La différence réside peut-être dans le fait que nous en sommes, nous, pleinement conscients.
Pascal Canfin : Chaque civilisation a du mal à imaginer qu’elle peut disparaître ! C’est, au fond, la question de la mort, y compris individuelle. On fait tout pour éviter de penser à notre propre mortalité. En tant que civilisation, c’est la même chose. Pourtant, cela peut nous arriver, mais il n’y a pas de déterminisme.
Cela correspond à mon état d’esprit politique, qui est de comprendre qu’il s’agit d’un sujet existentiel, sans tomber dans un sentiment collapsologue total, qui nous pousserait à s’installer dans une cabane au fond des bois, et de ne plus rien faire. La force de Jared Diamond est justement de montrer, aussi, des exemples de civilisations qui se sont adaptées, et ont réussi.
La peur de la mort est un tabou très occidental. Ailleurs, comme en Asie, comment la perception de notre propre finitude peut-elle influencer les choix politiques ?

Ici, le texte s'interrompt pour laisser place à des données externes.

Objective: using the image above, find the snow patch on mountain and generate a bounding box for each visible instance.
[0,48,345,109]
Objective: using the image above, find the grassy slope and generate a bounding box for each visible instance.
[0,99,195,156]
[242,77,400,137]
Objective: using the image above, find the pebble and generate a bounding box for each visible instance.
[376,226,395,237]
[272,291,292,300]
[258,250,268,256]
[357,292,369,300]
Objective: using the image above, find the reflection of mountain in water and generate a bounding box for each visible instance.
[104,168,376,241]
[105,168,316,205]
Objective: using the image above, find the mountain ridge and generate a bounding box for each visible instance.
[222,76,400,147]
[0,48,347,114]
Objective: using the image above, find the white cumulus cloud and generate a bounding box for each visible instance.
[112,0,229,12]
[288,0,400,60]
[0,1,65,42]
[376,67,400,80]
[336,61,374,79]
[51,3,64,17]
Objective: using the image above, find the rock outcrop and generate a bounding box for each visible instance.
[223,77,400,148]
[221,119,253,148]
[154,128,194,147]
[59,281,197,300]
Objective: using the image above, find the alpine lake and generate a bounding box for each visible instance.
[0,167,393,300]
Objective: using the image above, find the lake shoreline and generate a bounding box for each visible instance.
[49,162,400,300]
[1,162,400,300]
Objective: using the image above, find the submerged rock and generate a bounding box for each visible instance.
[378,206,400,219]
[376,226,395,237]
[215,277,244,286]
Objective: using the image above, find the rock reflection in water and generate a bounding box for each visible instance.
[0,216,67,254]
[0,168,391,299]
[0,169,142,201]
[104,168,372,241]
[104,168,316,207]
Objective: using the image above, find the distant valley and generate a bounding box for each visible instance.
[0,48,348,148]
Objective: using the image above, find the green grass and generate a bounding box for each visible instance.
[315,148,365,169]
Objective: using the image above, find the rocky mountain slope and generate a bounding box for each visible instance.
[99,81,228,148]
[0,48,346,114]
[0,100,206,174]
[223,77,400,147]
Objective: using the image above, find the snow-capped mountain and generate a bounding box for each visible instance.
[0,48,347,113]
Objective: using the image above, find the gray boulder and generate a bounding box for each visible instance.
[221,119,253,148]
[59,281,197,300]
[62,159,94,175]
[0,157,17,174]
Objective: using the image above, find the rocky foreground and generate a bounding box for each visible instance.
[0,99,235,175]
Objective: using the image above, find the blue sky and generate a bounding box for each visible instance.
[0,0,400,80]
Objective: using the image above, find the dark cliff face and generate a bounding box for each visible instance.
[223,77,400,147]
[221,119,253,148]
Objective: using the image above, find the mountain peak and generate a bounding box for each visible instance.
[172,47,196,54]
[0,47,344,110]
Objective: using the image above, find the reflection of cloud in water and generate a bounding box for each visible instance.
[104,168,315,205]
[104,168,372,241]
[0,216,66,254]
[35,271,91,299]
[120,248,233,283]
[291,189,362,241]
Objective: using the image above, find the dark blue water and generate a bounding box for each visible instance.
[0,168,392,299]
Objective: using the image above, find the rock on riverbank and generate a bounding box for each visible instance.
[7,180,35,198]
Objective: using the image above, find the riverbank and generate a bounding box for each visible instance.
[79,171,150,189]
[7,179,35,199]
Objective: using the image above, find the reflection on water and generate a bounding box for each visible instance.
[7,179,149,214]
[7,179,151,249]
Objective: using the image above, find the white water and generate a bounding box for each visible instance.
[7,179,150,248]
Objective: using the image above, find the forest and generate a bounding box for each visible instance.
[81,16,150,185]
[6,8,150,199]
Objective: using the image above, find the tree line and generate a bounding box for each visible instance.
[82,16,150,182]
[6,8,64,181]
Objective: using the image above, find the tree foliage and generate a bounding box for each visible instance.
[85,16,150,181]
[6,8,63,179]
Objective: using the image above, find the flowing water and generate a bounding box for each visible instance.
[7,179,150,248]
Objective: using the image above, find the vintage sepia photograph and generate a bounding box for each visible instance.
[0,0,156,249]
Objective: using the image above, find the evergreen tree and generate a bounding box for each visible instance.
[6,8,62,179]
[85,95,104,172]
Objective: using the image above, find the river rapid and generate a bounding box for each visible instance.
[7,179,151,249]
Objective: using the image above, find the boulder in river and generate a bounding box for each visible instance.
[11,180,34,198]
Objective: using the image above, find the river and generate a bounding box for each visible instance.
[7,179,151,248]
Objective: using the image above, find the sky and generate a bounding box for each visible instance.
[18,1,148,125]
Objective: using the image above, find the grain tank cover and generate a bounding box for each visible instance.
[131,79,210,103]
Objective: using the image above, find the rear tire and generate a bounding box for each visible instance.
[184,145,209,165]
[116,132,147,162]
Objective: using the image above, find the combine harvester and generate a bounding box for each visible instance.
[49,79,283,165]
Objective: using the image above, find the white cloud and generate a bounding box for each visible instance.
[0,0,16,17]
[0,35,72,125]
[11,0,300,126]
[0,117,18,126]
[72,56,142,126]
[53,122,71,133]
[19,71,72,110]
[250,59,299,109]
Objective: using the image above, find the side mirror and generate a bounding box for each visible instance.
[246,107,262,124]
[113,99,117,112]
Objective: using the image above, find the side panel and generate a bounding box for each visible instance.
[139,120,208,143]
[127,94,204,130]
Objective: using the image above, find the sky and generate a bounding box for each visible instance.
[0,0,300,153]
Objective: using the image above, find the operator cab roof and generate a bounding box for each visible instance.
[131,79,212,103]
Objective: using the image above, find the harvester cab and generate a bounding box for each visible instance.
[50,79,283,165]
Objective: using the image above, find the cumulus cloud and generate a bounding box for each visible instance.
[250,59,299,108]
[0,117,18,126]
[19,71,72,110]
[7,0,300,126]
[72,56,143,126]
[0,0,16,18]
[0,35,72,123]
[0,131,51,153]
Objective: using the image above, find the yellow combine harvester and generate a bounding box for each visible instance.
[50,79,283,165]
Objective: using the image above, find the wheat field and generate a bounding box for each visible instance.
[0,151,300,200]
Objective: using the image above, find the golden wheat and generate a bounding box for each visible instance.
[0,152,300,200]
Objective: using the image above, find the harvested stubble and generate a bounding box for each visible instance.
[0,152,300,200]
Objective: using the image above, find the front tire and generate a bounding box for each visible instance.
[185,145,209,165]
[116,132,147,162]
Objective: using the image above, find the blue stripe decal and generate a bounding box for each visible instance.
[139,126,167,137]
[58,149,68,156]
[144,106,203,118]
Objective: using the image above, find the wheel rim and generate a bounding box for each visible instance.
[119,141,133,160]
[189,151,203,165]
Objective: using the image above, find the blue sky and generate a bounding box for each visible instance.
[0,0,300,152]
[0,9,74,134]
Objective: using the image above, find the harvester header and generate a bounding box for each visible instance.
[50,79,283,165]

Pascal Canfin : Les fondamentaux du régime chinois d’aujourd'hui sont basés sur la puissance. Et si en 2050, un siècle après la prise de pouvoir communiste, les critères de la puissance n’ont pas changé, restant géopolitiques, militaires, technologiques ou économiques, alors ils emprunteront le même chemin que les Occidentaux. J’aimerais me tromper mais je ne vois pas de différences fondamentales d’approche de la part du régime chinois.
Sauf qu’ils en subiront plus vite les conséquences.

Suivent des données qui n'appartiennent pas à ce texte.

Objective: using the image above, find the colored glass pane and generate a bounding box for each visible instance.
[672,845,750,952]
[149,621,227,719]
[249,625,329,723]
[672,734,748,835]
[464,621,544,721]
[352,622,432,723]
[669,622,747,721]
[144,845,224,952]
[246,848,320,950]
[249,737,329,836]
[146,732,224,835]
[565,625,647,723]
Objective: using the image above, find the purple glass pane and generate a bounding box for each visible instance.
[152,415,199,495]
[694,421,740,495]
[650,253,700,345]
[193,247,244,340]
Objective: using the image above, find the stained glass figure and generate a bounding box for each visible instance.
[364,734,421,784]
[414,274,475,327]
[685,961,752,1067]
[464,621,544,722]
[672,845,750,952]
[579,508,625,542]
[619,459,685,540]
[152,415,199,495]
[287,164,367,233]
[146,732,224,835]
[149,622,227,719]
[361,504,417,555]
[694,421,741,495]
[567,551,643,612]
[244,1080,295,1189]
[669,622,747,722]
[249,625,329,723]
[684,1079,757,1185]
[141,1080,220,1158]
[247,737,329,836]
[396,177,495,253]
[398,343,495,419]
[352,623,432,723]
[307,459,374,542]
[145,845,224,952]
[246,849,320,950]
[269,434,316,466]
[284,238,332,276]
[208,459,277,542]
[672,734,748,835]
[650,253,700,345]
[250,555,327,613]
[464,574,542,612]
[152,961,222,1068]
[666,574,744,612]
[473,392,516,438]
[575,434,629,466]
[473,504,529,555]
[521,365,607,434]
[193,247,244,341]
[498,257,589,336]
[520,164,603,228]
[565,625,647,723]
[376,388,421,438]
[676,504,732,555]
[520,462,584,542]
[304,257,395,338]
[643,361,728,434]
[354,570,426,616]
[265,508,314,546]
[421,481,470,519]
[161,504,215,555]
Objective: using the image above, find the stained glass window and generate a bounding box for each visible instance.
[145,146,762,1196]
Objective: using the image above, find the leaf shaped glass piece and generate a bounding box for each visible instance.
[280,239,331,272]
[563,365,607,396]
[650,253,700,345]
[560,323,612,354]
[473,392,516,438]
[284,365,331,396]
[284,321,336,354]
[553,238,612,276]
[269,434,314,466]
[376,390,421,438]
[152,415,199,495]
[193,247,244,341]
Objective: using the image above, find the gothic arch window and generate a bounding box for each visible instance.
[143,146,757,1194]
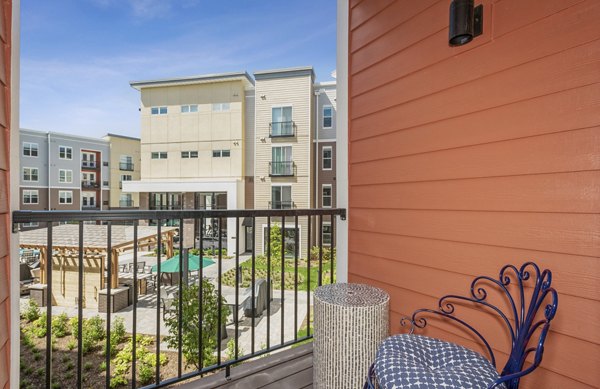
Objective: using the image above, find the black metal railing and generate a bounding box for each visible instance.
[119,162,133,172]
[269,121,296,138]
[13,209,346,388]
[269,161,295,177]
[119,200,133,208]
[269,200,295,209]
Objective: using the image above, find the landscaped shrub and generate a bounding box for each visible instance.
[23,299,40,323]
[165,280,229,369]
[52,312,69,338]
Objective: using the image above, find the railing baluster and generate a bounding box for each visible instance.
[281,216,285,344]
[154,218,162,385]
[131,220,139,389]
[46,222,53,388]
[177,218,184,378]
[294,215,300,340]
[267,216,271,350]
[250,216,256,354]
[232,217,240,359]
[306,215,312,336]
[104,221,112,389]
[318,215,323,286]
[77,221,84,389]
[198,217,204,370]
[218,218,223,365]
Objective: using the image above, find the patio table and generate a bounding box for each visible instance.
[313,283,390,388]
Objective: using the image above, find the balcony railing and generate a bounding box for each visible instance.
[81,181,100,189]
[269,200,294,209]
[119,200,133,208]
[81,160,98,169]
[119,162,133,172]
[269,161,294,177]
[13,209,346,389]
[269,121,296,138]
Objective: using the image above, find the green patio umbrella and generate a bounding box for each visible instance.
[152,254,215,273]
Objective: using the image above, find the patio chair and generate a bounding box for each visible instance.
[364,262,558,389]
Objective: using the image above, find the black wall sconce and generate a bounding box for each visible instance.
[448,0,483,46]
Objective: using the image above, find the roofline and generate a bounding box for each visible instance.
[129,72,254,90]
[104,132,141,141]
[254,66,315,79]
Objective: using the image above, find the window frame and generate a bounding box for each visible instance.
[321,184,333,208]
[321,105,333,129]
[58,145,73,161]
[22,142,40,158]
[58,169,73,184]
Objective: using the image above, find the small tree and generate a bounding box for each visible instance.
[165,280,229,369]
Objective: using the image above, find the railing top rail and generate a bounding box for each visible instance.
[12,208,346,223]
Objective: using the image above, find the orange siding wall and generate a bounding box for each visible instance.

Pascal Canfin : Justement : dans le système extraordinairement peu résilient qu’est la dictature communiste, les Chinois ont-ils la capacité de mettre sur la table d’autres critères de puissance ? Honnêtement, le mantra de Xi Chi Ping de « civilisation écologique » est-il un greenwashing à la chinoise ou un réel élément stratégique ? J’ai plutôt tendance à penser qu’il s’agit du premier.
Mais la leçon de Diamond est que l’histoire n’est jamais écrite à l’avance. Pour ma part, j’estime que c’est en Europe qu’on doit inventer le système de valeurs qui est adapté à une civilisation zéro carbone. C’est le cœur du Green Deal européen : inventer ce modèle de prospérité, en démocratie, avec un modèle social stable. C’est bien un enjeu civilisationnel.
Avec comme objectif de figurer dans la postface d’une réédition du livre de Jared Diamond ?
Pascal Canfin : C’est exactement ça ! (Rires) J’adorerais que l’Europe puisse trouver et diffuser la recette de la résilience face à l’effondrement.
Outre le thème écologique, avez-vous choisi « Effondrement » parce qu’il était symbolique du type de livres et d’essais que vous lisiez alors, en tant que journaliste ?
Pascal Canfin : Non, je lis toujours plus d’essais que de littérature. J’ai besoin de me nourrir de ce type de réflexions. En réalité, je l’ai pris parce que, dans mon parcours de vie, ce fut un vrai bouleversement. En lisant ce livre, je me suis dit : « mais c’est nous ! » J’estime que c’est une brique essentielle pour comprendre le monde tel qu’il est.